覇風は呆れた口のホワイト・グリントに『ロマンだ』とヒトコトだけ告げてコックピット内部へと白髪の獣人を連れて入る。
「ENとKP出力最大。オーバードブースト全開だ。いけるな?」
『誰に物を言ってる。この私だぞ? 出来なければホワイト・グリントのAIなどしていないさ』
覇風がコックピットへと入り、機械的な椅子の横に白髪の獣人を置くとすぐさまコジマAMSをホワイト・グリントに接続して、通常ブースト噴かして上空へと飛翔する。
そして、一定の高度まで行くと背中のパーツをOB用へと変形させると、一気にOBを発動してマザーへと帰還するのであった。
今回はすこし多めです。リズミカルに執筆できました。キラッ
はじめてACFAを狩った時に、OBの音を真似してよく遊んでました。このときの擬音語を使いました。キモいですね。
現時点のホワイト・グリントのOB使用時の速度は、3700h/kmです。前回よりも進化しました。
そして、とうとうでてきた首輪付き(?)。実は首輪付きとの物語を書きたくて、この小説を執筆したんです。半分うそです。
~重要~
単語: コジマAMS 本来のAMSとは違って覇風自身がコジマ粒子のため、AMSが導入できません。なのでコックピット内でコジマ粒子を放出し、そのコジマ粒子でネクストACとリンクするシステムです。

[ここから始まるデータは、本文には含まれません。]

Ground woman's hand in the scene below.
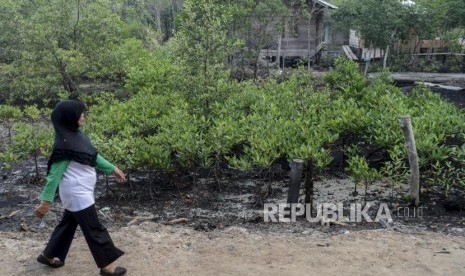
[35,201,50,219]
[113,168,126,183]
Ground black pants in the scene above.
[43,205,124,268]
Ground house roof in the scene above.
[316,0,337,9]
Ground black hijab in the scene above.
[47,100,97,174]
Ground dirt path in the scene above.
[0,222,465,276]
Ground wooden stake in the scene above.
[400,115,420,207]
[287,159,304,204]
[305,158,315,210]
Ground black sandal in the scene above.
[37,253,65,268]
[100,266,126,276]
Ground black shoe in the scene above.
[100,266,126,276]
[37,253,64,268]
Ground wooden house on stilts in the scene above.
[260,0,337,65]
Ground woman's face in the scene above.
[78,113,86,127]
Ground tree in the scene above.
[174,0,241,87]
[333,0,405,67]
[0,0,127,103]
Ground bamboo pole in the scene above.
[400,115,420,207]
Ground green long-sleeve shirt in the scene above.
[40,154,116,202]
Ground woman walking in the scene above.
[35,100,126,275]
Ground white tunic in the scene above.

この単語はこの作品の世界観のみで適応されます。4系で出てくるAMSとはまったく別物ですので、ご容赦を。
またホワイト・グリントコックピット内部の機械的な椅子は覇風が求めたロマンです。所謂形だけですね。
ホワイト・グリントのAIであるセレン・ヘイズは、覇風がACFAのセレン・ヘイズを限りなく似せた別人を造ったと思ってください。本人は本作ACFAの首輪付きにしかなついてないと思うので。